On his morning break, Wynd climbs up buildings, tanks, and pipes to where he gets a good view of the town below. He has his eye out for Thorn, the muscular son of the castle groundskeeper. As he imagines himself talking to Thorn, he sees someone step out of the shadows to talk to the young fellow – the Bandaged Man. This encounter shakes Thorn up, as we see when we zoom in to meet him. Thorn’s father fills us in with more about magic. Among his plants, he has one that has been growing wild, and it now has a baby magical creature living in it. It is utterly adorable, a lot like a little Pokemon, and we can tell that Thorn thinks it’s cute. But his father explains that they can kill people, and he kills the little creature.
A man from the castle arrives with a message that Prince Yorick, wants to see Thorn and we transition yet again, after Thorn’s father gives him the lecture about how Yorick may be King someday, but Thorn will always just be a groundskeeper. The King is ill; the court is quiet; and Thorn is brought to the Prince who is young and looks miserable. He’s not interested in politics, and he’s in conflict with his father for not wanting to burn down the Faeriewoods.

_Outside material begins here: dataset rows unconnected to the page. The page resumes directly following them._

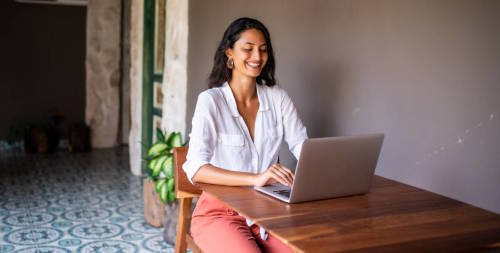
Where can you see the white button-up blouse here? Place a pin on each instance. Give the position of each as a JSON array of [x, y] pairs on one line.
[[220, 137]]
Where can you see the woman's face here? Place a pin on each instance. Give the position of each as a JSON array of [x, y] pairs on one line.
[[249, 53]]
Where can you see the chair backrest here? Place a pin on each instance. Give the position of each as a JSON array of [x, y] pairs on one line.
[[183, 188]]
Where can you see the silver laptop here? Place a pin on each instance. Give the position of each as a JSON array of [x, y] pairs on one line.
[[331, 167]]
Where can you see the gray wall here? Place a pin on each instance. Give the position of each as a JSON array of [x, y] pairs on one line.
[[425, 73], [42, 64]]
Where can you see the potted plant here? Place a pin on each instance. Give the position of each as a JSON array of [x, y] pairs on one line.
[[158, 186]]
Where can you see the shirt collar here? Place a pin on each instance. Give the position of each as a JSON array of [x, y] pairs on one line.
[[231, 102]]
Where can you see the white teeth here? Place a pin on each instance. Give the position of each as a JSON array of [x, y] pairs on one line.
[[253, 65]]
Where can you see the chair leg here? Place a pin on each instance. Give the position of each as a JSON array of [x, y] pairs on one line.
[[183, 225]]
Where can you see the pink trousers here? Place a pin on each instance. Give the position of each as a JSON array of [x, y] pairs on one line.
[[217, 228]]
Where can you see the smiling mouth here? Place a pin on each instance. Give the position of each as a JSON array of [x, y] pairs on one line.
[[253, 65]]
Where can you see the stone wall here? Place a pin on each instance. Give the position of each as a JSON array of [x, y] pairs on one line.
[[103, 71], [175, 77], [136, 35]]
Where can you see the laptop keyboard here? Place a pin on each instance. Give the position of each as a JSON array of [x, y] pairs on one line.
[[285, 193]]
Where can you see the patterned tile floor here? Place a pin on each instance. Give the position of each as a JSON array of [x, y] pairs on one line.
[[82, 202]]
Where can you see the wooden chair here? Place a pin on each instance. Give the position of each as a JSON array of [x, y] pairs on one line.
[[185, 192]]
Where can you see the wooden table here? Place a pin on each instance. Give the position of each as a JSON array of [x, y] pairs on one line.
[[393, 217]]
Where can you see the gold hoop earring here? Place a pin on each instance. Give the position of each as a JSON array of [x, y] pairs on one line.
[[230, 63]]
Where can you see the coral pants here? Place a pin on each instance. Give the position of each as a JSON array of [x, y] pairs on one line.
[[217, 228]]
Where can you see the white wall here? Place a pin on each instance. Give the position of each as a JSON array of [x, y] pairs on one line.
[[425, 73]]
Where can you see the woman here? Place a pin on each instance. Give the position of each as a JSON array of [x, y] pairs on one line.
[[237, 128]]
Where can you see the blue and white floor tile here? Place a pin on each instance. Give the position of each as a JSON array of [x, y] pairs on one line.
[[82, 202]]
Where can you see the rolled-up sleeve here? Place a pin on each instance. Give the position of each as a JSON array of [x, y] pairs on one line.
[[202, 137], [295, 132]]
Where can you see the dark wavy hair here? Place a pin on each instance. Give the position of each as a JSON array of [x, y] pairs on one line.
[[220, 73]]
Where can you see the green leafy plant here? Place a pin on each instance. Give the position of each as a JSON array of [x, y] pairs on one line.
[[160, 161]]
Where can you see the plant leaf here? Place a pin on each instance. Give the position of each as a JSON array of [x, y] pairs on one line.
[[174, 140], [159, 136], [156, 149]]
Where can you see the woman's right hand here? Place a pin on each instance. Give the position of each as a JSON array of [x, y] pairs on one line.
[[275, 173]]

Right from the open, the art in Wynd #1 is dramatic and engaging. We don’t know the dream is a dream until it ends, so what we see is the sheer terror of a young boy turning into what looks like a monster, and then not being recognized by his friend. The lettering here is terrific – Wynd starts out speaking a few words we recognize, but as he transforms, so do his utterances. When he tries to talk to Oakley, he’s speaking an unintelligible language. Only because we’ve experienced the whole thing can we see his desperation, which Oakley does not recognize. It’s a dark opening.
So when we get to the story proper, the contrast is stark. This is a bright and busy fantasy world with some industrial style touches. Pipetown is Pipetown because there are water pipes running everywhere. Water power makes restaurant orders pop up so Wynd can serve them. Canals run through the town, large enough for serious boats. I like the way this sets the world apart.
BOTTOM LINE: CAN YOUNG PEOPLE CHANGE THEIR WORLD?
Wynd #1 is setting up to be not just a coming of age story, but a story where there are problems in the world, and young people have a new attitude about then that isn’t shared by their elders. How wonderfully timely this is, and I am looking forward to their adventures. This book costs a little more, but it is a solid forty-six pages that introduce us smoothly to the world and the characters.